1. Concepts
  2. /
  3. What is GenAuth

What is GenAuth

Update time: 2025-07-23 07:34:21
Edit

GenAuth provides professional identity authentication and authorization services for enterprises and developers on the cloud.

You can connect applications on any platform to GenAuth (whether newly developed applications or old applications), and you can also customize the login method of the application (such as: email/password, SMS/verification code, social login, etc.).

You can choose our SDK or call related APIs to connect to your application based on the technology you use. When a user initiates an authorization request, GenAuth will help you authenticate their identity and return the necessary user information to your application.

Inside GenAuth Engine

Why use GenAuth

Here are some of the use cases for GenAuth that we have compiled:

  • You want to develop a cool app, and you want to add user authentication and authorization. You want your users to be able to log in using WeChat or GitHub, and you also want to track the user's registration source and activity data so that you can do subsequent user growth.

  • You have made an API, and you want to use the OAuth 2.0 protocol to ensure the security of the API.

  • You have made many applications, and you want the user data of these applications to be interoperable through single sign-on (SSO).

  • You have made a JavaScript front-end application and a mobile application, and you want both client applications to be able to securely access your API.

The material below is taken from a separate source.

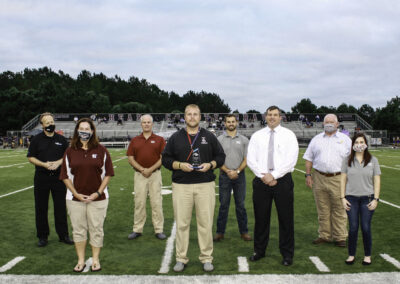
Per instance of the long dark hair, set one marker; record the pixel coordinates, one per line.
(93, 141)
(367, 155)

  • You need to make a web application that supports SAML login.

  • You think passwords are very vulnerable, so you want users to log in with a one-time mobile phone verification code or email verification code.

  • If your user's password is leaked on other websites, you want to be notified so that you can notify your users to reset their passwords.

  • If a user fails to log in continuously, you want to ban their IP to prevent DDOS attacks or brute force password cracking.

  • You are in a large enterprise that wants to federate its existing corporate directory to allow employees to log in to various internal and third-party applications with their existing corporate credentials.

  • You don't want (or you don't know how) to implement your own user management solution, nor do you want to develop repetitive UIs for password reset, creation, configuration, blocking, and deletion of users. You just want to focus on your own business R&D and product design. At this time, you can choose GenAuth as the authentication middleware.

  • You want to enforce multi-factor authentication when users want to access sensitive data.

  • You are looking for an identity solution that can help you be compatible with the growing compliance requirements such as SOC2, GDPR, OpenID Connect, etc.

  • You want to use data analytics to track users on your website or app, and you want to use this data to expand customer acquisition channels, measure user retention, and gradually improve the registration process.

What industry standards does GenAuth follow?

Once upon a time, when computers were independent systems, or when the Internet did not explode, all identity authentication and user data existed on a single computer. Now times have changed, and you can use the same login information on multiple applications and websites (such as the ubiquitous "Login with WeChat"), which is achieved by following the same identity authentication standards. These standards are a set of open specifications and protocols that can help developers and companies design good identity authentication and authorization systems, and specify how to properly manage identity, transfer data, and authorization.

Industry standard protocols used by GenAuth include:

  • OAuth 2.0: An authorization standard that allows users on one site to grant limited access to their resources to other sites without obtaining their credentials (usually account passwords). For example, this standard is used when you click "Login with WeChat" on your phone, and the system will ask you whether you agree to share your avatar, nickname and other data with the application.
  • Open ID Connect: This is a superset of OAuth 2.0. It provides more user information and access permissions and standards on top of OAuth 2.0. For example, it defines the user's avatar as picture.
  • JSON Web Tokens: An open standard mainly used for secure transmission of information. Its format is very compact and independent. After parsing, it is a JSON format.
  • Security Assertion Markup Language (SAML): An XML-based open data format. SAML allows enterprise applications to connect seamlessly with internal and external programs.
  • LDAP: You can understand the Lightweight Directory Access Protocol (LDAP) as a tree-like database used to store user and organization information. It is often used for single sign-on (SSO) and enterprise employee information management.
  • CAS: Central Authentication Service (CAS) is a single sign-on protocol. Its purpose is to allow a user to access multiple applications by providing credentials (such as username and password) only once to the authentication server. This not only saves users from having to authenticate again when logging into web applications, but also prevents these applications from obtaining sensitive information such as passwords.